En la conciencia colectiva frecuentemente lo que se puede hacer dentro de la sociedad, es decir, lo que es legal, se identifica con lo bueno. Es lógico que sea así, algo que no es penado por la ley está implícitamente legitimado. A nadie se le ocurre pensar, por ejemplo, que un país legalice el asesinato o no castigue el plagio. Paradójicamente cada vez es más común aceptar, acostumbrarse, o por lo menos no extrañarse de que algunas legislaciones no penalicen el aborto o permitan la eutanasia, al tiempo que penan el fumar en lugares públicos. ¿Cómo se efectúa ese malabarismo moral?, ¿qué clase de anestesia de conciencia se ha utilizado? Simplemente se trata del papel educador de la ley.
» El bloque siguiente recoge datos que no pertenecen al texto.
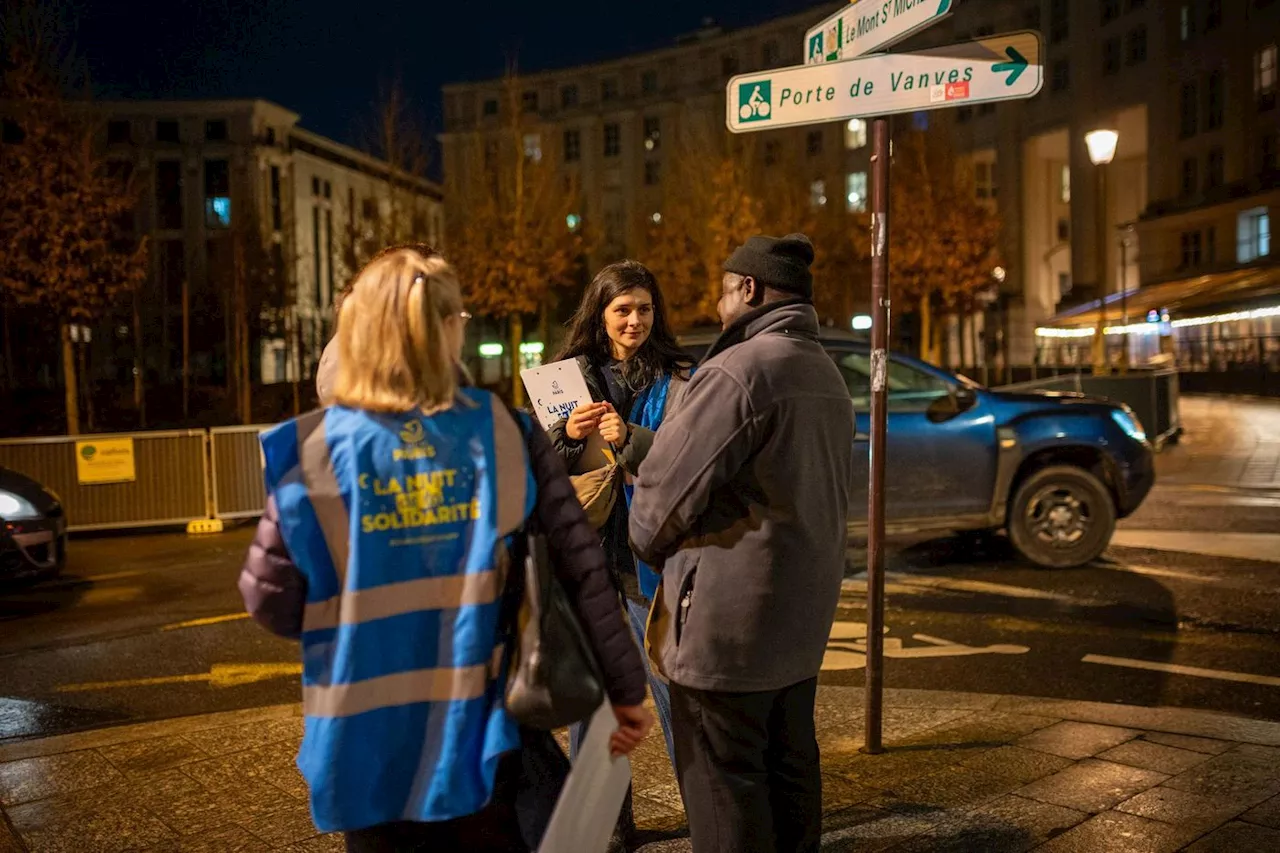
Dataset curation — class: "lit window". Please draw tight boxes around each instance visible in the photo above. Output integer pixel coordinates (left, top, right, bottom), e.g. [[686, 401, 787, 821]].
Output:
[[845, 119, 867, 151], [644, 115, 662, 151], [205, 196, 232, 228], [1253, 45, 1276, 106], [845, 172, 867, 213], [524, 133, 543, 163], [1235, 207, 1271, 258], [973, 160, 997, 200], [809, 179, 827, 207], [205, 160, 232, 228]]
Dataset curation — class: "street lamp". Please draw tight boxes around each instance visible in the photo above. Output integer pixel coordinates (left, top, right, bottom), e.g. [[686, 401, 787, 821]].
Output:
[[1084, 128, 1120, 371], [1120, 223, 1134, 373]]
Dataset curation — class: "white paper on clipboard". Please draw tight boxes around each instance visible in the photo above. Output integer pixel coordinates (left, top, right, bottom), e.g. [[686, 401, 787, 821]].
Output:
[[538, 699, 631, 853], [520, 359, 591, 429]]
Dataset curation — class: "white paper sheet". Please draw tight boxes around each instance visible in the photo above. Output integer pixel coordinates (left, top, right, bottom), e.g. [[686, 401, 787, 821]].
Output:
[[538, 701, 631, 853], [520, 359, 591, 429]]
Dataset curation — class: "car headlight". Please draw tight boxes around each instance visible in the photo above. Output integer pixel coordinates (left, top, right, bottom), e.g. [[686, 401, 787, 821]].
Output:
[[0, 489, 40, 521], [1111, 409, 1147, 442]]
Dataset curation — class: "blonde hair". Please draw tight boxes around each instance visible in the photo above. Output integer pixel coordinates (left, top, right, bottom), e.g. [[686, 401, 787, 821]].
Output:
[[333, 248, 462, 412]]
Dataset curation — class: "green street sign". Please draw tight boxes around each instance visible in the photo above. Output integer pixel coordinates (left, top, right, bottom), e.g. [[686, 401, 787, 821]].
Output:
[[804, 0, 955, 65], [726, 29, 1044, 133]]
¿Cuál es la correcta relación entre legalidad y moralidad?, ¿debe castigar la ley todo lo inmoral?, ¿debe ser tolerante con los excesos morales y en qué medida? La ley moral natural constituye un punto de referencia normativo respecto de la ley civil. Es verdad que la ley civil es menos amplia que la ley natural. La primera afecta la exterioridad de la persona, mientras que la segunda actúa desde el interior de la conciencia y por lo mismo sirve de norma inmediata de conducta. La ley civil no puede prohibirme tener malos pensamientos, mientras que la conciencia sí, en atención, por ejemplo a la fidelidad con mi mujer.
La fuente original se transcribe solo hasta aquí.